Hat tip:  Paul Greenberg

Why “Personal” Matters for Companies and Associations

David Brazeal: "Social networks allow us to treat people like people. Y’know, build relationships and understand them and offer them something valuable to them.  The
reason so many small organizations are ahead in the social network
space is that they’ve been conditioned to operate on the level of
personal relationships. Doing that online is a natural extension of
their modus operandi."
(emphasis David’s)

Social Networks and Customer Relationship Management (CRM)

AdAge: "For all the talk about how much money Facebook and MySpace are making
off ads — and whether or not those ads work — there’s a growing sense
of concern that the promise of social networking as a marketing vehicle
is getting lost. Some marketing execs are suggesting the space should
be used less like a paid media vehicle and more like a
customer-relationship-management tool
."
(emphasis added)

Bonus quote from Debra Aho Williamson: "[Display advertising] is the ‘low-hanging fruit’ and the real potential of social networks has yet to be tapped."

Bingo!

Scoble: Right Idea, Keep Going…

17326Robert Scoble writes:

“Think about how a business would change if it knew every one of its customers had a Facebook account.
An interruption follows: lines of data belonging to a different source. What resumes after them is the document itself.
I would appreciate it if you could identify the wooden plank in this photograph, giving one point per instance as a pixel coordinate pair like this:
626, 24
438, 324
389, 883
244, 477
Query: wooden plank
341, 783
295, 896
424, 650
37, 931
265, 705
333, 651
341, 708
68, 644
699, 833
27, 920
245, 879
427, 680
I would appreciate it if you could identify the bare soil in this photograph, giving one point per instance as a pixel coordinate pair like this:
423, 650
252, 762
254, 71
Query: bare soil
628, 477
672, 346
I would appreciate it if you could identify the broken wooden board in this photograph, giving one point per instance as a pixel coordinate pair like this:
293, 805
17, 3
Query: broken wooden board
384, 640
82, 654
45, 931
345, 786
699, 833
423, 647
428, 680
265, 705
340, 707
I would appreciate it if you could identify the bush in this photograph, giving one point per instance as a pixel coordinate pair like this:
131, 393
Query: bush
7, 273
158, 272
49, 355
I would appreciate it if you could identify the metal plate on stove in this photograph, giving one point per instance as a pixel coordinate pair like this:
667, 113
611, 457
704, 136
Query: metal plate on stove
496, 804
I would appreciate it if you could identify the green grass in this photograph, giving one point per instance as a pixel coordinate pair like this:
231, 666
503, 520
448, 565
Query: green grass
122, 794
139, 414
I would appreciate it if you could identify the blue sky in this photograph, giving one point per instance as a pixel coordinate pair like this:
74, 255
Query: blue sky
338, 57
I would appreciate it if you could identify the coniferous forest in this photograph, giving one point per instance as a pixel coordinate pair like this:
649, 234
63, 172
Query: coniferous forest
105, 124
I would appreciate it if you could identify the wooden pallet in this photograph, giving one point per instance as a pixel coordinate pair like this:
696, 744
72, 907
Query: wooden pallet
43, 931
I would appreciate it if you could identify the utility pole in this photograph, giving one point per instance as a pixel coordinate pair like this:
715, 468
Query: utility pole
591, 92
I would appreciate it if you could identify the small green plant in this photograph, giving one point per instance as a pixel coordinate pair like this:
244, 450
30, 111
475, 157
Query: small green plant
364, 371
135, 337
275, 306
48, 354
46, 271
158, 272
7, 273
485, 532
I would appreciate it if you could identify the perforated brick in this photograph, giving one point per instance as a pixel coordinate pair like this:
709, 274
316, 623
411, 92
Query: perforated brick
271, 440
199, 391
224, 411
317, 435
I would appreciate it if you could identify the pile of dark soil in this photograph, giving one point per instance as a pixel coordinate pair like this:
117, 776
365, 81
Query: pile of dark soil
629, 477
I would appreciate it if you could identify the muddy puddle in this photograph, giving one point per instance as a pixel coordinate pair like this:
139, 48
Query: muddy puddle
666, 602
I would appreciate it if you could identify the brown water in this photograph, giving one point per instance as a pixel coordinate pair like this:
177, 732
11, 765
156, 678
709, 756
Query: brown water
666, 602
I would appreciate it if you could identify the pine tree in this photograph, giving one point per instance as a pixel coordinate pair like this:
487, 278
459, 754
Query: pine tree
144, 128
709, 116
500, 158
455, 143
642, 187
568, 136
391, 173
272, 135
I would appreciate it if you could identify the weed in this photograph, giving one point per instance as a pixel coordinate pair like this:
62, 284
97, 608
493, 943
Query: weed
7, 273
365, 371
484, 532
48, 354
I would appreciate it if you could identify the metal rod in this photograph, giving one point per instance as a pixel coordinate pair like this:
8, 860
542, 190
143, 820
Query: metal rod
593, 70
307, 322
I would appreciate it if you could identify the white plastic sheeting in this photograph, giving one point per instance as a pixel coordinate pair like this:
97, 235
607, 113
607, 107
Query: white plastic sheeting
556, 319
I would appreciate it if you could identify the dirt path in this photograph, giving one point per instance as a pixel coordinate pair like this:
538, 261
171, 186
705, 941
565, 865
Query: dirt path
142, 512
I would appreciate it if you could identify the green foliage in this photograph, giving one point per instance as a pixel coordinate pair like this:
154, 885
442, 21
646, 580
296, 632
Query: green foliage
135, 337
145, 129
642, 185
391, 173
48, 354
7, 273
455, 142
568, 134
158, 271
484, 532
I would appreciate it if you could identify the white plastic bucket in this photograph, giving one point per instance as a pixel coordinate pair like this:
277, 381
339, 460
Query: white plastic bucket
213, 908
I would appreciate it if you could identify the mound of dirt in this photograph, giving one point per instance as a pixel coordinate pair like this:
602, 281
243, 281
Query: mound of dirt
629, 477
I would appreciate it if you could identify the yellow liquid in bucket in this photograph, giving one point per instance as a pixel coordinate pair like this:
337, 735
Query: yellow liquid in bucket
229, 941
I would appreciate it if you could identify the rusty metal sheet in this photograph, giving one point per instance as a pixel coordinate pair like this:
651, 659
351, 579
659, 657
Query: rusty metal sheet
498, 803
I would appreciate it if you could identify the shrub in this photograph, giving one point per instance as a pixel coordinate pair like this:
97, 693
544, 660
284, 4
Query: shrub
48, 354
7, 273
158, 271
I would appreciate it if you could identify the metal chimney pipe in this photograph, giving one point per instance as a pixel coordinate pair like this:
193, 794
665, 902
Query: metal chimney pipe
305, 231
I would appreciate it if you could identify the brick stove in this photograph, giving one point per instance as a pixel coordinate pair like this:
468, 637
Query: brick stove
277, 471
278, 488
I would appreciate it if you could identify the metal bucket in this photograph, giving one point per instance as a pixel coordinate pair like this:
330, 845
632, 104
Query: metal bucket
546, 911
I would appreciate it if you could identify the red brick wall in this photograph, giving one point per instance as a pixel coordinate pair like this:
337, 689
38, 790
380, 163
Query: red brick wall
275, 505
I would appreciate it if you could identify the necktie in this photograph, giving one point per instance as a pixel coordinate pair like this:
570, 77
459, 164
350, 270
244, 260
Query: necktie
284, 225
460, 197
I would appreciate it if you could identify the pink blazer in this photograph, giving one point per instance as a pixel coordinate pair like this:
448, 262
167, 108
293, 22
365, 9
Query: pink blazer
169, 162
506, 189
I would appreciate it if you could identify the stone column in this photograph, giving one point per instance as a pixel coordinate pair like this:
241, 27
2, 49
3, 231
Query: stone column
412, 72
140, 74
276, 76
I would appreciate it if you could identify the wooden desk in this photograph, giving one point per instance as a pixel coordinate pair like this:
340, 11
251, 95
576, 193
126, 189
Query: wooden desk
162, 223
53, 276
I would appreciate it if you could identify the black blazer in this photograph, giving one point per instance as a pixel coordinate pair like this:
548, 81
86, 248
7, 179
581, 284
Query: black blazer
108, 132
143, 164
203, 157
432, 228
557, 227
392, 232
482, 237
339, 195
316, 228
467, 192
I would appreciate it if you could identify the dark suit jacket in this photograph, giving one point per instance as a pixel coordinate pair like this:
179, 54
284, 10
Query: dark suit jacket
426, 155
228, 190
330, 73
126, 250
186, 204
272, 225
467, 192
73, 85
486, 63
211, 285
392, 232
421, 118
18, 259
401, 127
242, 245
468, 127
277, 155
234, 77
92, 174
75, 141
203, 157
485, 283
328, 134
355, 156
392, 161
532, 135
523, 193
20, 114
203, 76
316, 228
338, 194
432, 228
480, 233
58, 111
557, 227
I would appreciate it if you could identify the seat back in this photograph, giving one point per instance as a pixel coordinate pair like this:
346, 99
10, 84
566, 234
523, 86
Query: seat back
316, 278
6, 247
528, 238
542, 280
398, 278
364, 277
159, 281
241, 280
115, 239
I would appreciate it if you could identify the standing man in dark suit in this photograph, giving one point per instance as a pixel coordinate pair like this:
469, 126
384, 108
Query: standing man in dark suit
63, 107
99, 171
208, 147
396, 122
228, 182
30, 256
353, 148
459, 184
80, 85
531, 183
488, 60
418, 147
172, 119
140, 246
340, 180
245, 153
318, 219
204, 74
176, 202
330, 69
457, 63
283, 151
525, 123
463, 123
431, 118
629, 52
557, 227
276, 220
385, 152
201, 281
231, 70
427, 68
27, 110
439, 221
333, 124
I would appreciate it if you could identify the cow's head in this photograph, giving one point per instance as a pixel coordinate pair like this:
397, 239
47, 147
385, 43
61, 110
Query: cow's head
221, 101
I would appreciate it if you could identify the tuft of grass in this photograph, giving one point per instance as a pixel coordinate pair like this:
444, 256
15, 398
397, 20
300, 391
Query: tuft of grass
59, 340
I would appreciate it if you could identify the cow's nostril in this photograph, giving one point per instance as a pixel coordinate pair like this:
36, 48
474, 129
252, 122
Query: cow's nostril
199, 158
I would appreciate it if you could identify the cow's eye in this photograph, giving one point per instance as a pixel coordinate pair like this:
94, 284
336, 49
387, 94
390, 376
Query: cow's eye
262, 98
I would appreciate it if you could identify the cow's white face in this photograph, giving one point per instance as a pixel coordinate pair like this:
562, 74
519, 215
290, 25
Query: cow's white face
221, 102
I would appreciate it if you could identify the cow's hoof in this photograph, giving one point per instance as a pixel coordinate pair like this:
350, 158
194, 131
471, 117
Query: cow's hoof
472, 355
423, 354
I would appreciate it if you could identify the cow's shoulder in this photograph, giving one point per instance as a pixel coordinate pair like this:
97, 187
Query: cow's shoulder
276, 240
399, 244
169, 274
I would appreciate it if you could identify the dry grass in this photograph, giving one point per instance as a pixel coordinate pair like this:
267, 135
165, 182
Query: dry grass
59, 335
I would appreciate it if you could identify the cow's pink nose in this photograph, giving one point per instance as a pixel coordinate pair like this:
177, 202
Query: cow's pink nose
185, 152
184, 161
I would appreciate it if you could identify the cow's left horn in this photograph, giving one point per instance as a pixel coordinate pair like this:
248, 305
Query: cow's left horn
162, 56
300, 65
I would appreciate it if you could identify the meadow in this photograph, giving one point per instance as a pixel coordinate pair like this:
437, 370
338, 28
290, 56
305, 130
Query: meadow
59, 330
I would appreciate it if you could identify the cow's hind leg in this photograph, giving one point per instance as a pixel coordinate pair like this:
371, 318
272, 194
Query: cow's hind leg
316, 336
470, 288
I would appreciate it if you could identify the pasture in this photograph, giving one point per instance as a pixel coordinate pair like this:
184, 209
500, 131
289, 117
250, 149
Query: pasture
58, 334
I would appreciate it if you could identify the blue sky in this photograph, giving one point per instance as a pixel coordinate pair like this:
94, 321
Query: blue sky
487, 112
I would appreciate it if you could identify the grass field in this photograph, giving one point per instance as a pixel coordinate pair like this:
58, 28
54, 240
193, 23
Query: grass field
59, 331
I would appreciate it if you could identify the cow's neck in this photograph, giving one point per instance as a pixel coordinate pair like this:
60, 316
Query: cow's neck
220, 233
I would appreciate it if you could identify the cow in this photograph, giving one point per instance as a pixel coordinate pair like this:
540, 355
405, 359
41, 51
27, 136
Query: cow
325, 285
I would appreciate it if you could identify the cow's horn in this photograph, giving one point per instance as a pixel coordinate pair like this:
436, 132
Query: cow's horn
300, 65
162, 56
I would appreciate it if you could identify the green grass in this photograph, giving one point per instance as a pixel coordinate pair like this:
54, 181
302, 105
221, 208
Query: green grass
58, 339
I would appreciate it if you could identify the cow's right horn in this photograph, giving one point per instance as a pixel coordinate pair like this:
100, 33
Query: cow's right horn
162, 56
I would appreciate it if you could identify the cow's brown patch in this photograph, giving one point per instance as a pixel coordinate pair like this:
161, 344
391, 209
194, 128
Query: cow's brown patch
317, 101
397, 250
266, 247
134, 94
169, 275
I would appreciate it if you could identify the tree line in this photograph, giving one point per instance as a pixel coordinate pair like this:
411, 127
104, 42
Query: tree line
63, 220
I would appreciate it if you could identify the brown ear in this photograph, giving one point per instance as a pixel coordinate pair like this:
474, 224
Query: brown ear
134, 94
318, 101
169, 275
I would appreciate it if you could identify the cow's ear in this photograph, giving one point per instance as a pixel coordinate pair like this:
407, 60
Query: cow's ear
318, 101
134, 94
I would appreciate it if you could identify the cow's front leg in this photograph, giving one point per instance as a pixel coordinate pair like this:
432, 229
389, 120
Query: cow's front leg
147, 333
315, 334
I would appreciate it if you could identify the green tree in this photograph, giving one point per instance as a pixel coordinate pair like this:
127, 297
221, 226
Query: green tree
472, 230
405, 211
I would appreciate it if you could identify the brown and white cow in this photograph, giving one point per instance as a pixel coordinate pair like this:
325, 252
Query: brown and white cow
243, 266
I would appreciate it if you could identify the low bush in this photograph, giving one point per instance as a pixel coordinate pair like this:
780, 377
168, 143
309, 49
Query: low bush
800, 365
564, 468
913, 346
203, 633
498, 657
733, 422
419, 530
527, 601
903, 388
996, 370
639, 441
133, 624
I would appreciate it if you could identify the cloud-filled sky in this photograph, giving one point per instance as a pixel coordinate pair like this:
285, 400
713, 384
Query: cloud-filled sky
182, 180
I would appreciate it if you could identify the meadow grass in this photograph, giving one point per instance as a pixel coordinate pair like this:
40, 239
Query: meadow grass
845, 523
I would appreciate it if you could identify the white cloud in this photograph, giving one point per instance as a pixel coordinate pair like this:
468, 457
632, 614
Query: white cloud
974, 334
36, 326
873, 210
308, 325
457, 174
I was thinking of a hotel/casino where when I walked in the iPod in
the room was playing the music that I had set as my favorite on my
Facebook profile. The kind that you’d want to go to after gambling online with the free picks here. The digital screens in my room had all my photos and
some random photos from my friends. My favorite movies and TV shows
were on the video device. The bar knew my favorite drink and how I
liked it made.

That got me thinking about how I’d change my business after I knew everything about my customers.”

In some ways, Robert’s point is spot-on. As customers, we need the capability to store our preferences, interests and relationships in a sharable, digital form, should we decide to. But we also have the need to only disclose that information to the vendors with whom we want it shared. In the hypothetical example above, if I don’t want that particular establishment to have access to my information, they can’t have access to it. I think some would be against going into a casino that had all their personal information on display. Perhaps the example could be improved if it was a private personalized room service, and customers could go to sites like the 918kiss official website to do their gambling if they so wished. After all, casinos are not the only place where people can gamble. Many people prefer to simply pop into their local bookies or visit one of the top 10 online sportsbooks. By doing this, they can decide whether or not to share their personal information.

But more importantly, until we can control our own personal information at any time, and move it to the information providers we choose (which will likely NOT be a single, centralized entity like Facebook), these types of efforts will be stunted.

Now, let’s imagine a place where not only can we store our information online and only share it with those we choose, but the vendors with whom we have shared that information do intelligent things with it, such as tailor our experience and our true “customer relationship” with their organization based on our individual preferences, needs and interpersonal affinities. NOW we’re talking… Oh wait, it’s somewhat like this anyway, as you can see, if you were to often visit somewhere such as the various uk casinos not on gamstop, you’ll then have adverts tailored to your desires for gambling online via other services that are trying to get your custom.

Bonus question: What is the object pictured in the photo above, and why is it relevant to this post?